Likewise, watching Labour MPs join marches which have contained despicable examples of antisemitic behaviour sends an appalling message to many British Jews. Presumably the presence of any Labour MP at the recent Tommy Robinson-aligned “Unite the Kingdom” protest would not have been tolerated – why should this be any different?

Labour may pride itself on being a broad church, but perhaps it’s time to make clear that there are limits on just how broad it is prepared to be.

 

7) Urgently fix the broken culture at the Crown Prosecution Service

In 2022, in what has become a notorious case for the UK Jewish community, a convoy of cars flying Palestinian flags drove through north London. One of the cars had someone on a loudspeaker, and among the disgusting comments videos by passersby was a call to “F*** the Jews, rape their daughters.”

The CPS ultimately dropped charges against all four of the people who were in that vehicle.

This is far from the only time that the CPS has dropped charges when antisemitism has been involved. The Campaign Against Antisemitism has had significant success in private prosecutions it has brought against those who promote the most vile Jew-hate – but it should not have had to bring such cases at all. The reason it has felt the need to do so is because the CPS has so consistently dropped the ball.

Just last week, we learned that the terror charge against a member of Kneecap was to be dropped. Not because it had emerged that he was innocent of the charge of supporting Hezbollah, a proscribed terrorist group. No, it transpired that the CPS had six months in which to officially receive approval from the Attorney General, and had sent him the requisite approval request on the final day of that six months, meaning that approval was not received in time and the case was thrown out. It is hard to think of a more obvious example of what is – at best – abject incompetence.

Our Prime Minister was previously director of Public Prosecutions at the CPS (not when any of the above cases were with the organisation). The CPS is separate from the Government – the Attorney General has nominal responsibility for its work but has no proper oversight power. It cannot be right that the CPS is not answerable to any outside authority – we have ample proof of the failures which have no doubt in part resulted due to that failure of proper oversight. At the very least the Government should legislate to require the CPS to be accountable to both the AG and to a cross-party group of Parliamentarians – the latter so as to preclude charges of government tampering. Not just British Jews, but all communities, deserve to see justice properly done.

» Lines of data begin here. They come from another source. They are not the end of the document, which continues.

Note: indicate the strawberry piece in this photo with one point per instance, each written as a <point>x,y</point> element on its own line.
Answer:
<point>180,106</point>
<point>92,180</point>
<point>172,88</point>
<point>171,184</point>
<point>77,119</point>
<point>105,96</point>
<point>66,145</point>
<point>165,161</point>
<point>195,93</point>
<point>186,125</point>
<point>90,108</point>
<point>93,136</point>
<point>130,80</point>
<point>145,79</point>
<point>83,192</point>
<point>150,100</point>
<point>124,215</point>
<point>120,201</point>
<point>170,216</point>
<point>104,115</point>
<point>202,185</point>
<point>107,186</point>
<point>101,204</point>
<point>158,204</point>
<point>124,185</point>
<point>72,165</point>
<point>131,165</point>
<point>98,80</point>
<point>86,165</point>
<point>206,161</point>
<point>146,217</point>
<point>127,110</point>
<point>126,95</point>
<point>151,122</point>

These are just a few key areas in which the Government could – and should – act to improve life in Britain. The alternative is to preside over the current gradual slide into anarchy, and what could well be a mass-exodus of British Jews over the coming decades.

The government has the power to reverse this, to right many wrongs and to protect its minorities more effectively. Leading politicians could commit to some of the above steps – or they can mouth platitudes. The choice is theirs.